Since Superset enables users to run SQL queries directly against large-scale data warehouses like Google BigQuery, Snowflake, and Amazon Redshift. A significant risk in this environment is that a user, particularly one less familiar with SQL optimization, could inadvertently write a query that scans terabytes of data, incurring substantial and unexpected financial costs. Superset currently lacks a built-in "guardrail" to prevent this.
Proposed Solution: This feature would integrate Superset with the "dry run" or query cost estimation APIs that are provided by most major cloud data warehouses. Before executing a query from the SQL Lab or a dashboard, Superset would first send the query to the warehouse's estimation endpoint. If the estimated data to be scanned or the computed cost exceeds a user-configurable threshold, Superset would present a clear warning to the user, such as: "This query will process an estimated 5TB of data. Are you sure you wish to continue?".
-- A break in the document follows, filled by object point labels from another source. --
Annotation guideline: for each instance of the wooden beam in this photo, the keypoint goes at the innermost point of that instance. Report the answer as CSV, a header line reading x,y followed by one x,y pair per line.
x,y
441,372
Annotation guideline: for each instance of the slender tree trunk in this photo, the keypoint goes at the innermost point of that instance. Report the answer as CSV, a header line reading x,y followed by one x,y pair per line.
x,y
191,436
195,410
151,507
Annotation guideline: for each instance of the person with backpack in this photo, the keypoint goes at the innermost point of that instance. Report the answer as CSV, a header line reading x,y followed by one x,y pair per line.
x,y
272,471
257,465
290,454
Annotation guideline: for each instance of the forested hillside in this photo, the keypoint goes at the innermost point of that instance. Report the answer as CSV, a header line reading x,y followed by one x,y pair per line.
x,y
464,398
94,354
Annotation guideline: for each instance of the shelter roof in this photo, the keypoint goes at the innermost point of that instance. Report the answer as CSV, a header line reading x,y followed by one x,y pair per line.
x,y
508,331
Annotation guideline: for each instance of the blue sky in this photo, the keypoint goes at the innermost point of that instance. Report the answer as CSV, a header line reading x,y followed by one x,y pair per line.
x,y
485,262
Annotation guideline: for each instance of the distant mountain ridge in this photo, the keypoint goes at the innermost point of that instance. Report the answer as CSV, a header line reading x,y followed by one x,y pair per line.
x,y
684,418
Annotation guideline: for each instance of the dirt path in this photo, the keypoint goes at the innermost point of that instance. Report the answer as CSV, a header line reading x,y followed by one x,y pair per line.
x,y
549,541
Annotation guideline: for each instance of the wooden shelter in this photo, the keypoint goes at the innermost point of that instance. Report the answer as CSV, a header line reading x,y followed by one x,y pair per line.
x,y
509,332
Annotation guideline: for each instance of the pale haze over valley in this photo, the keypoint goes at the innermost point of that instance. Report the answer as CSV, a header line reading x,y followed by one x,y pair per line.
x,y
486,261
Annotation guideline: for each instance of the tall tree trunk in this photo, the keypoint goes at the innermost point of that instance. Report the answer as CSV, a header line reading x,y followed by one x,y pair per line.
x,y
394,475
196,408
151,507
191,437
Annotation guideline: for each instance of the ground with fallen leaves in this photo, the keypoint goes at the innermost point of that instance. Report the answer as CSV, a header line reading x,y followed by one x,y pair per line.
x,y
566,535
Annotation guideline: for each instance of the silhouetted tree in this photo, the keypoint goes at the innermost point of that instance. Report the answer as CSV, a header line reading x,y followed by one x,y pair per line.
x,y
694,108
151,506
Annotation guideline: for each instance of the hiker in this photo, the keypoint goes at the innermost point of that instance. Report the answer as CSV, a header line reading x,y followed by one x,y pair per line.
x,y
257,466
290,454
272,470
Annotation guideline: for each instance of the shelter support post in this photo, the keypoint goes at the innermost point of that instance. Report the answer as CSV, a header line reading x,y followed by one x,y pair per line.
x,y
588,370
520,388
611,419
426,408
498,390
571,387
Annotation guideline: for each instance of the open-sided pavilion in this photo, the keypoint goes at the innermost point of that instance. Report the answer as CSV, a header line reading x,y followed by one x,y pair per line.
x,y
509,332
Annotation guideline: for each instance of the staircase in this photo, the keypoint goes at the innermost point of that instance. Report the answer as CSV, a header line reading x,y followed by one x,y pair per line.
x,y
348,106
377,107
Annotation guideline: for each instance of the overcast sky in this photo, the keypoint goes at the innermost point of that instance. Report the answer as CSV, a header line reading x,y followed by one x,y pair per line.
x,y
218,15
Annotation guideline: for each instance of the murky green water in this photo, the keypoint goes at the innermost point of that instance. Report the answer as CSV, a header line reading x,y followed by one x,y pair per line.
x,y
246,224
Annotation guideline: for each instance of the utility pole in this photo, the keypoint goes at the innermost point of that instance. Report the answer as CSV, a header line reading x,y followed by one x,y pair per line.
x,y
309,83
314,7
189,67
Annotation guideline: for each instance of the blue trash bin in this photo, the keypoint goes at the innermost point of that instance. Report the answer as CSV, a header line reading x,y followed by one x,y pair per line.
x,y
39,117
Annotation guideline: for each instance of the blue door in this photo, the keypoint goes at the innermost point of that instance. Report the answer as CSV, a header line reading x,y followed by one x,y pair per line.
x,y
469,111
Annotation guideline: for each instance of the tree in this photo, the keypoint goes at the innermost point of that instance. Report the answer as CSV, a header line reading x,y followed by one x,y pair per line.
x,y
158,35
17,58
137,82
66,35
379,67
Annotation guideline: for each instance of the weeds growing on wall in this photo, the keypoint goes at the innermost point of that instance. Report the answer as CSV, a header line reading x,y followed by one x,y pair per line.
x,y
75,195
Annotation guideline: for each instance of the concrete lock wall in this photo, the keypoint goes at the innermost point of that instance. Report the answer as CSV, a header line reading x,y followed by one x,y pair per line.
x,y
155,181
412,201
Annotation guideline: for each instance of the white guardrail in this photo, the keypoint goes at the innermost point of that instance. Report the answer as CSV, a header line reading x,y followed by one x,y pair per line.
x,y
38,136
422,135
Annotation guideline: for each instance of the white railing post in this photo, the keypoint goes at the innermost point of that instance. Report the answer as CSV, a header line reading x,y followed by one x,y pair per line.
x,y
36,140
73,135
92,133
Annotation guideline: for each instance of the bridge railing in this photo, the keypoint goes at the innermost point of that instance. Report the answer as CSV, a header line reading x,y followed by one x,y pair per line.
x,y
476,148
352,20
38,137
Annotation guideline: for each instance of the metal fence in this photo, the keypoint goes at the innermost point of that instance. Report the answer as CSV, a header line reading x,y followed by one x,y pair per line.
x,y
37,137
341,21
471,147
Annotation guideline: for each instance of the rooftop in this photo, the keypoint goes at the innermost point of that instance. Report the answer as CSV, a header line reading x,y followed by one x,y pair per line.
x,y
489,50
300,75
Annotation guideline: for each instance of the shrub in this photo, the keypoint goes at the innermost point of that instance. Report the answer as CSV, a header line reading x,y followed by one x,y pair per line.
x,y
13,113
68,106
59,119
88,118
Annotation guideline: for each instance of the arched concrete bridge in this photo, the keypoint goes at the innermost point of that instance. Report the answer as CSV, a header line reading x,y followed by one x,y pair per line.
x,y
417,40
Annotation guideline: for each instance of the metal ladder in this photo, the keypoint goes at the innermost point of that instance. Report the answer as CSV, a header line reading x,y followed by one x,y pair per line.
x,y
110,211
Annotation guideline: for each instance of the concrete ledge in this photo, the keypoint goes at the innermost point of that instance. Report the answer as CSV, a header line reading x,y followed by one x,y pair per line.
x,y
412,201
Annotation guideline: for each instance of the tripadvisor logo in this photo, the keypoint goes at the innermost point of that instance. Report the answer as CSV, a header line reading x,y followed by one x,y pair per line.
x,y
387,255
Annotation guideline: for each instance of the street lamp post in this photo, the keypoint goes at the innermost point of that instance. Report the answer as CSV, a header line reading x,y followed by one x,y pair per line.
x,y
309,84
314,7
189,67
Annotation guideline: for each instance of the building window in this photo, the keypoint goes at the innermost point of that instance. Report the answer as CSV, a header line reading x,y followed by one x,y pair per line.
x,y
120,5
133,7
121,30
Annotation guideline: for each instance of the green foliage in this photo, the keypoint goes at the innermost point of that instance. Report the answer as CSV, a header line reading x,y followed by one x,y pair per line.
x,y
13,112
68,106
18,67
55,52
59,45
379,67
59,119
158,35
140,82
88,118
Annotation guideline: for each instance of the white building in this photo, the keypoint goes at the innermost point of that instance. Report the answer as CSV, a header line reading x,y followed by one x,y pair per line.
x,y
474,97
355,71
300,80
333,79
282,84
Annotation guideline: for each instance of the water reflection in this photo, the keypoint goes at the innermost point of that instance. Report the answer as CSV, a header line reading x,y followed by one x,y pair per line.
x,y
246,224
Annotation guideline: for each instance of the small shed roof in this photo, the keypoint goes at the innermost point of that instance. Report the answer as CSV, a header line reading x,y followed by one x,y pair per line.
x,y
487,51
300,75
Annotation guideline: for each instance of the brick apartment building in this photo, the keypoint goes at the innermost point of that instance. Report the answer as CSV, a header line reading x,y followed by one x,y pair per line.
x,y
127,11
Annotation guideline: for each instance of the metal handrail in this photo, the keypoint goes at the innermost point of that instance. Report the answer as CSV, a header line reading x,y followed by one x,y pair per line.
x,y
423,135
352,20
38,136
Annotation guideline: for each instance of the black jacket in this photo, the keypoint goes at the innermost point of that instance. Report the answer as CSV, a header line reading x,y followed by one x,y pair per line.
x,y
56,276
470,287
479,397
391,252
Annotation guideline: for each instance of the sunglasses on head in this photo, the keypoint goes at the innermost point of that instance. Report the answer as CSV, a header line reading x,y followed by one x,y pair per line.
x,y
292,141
Impact: This contribution would add a critical layer of financial governance and safety to Superset, making it a more robust and trustworthy tool for enterprise environments. It would prevent costly mistakes, encourage more efficient query writing, and provide administrators with greater control over resource usage.
Comment From: betodealmeida
I like the idea!
We do have a query cost estimation feature, supported only in BigQuery these days, it requires the ESTIMATE_QUERY_COST
feature flag to be enabled. We could extend it to have another flag with a threshold, adding the hebavior you suggested.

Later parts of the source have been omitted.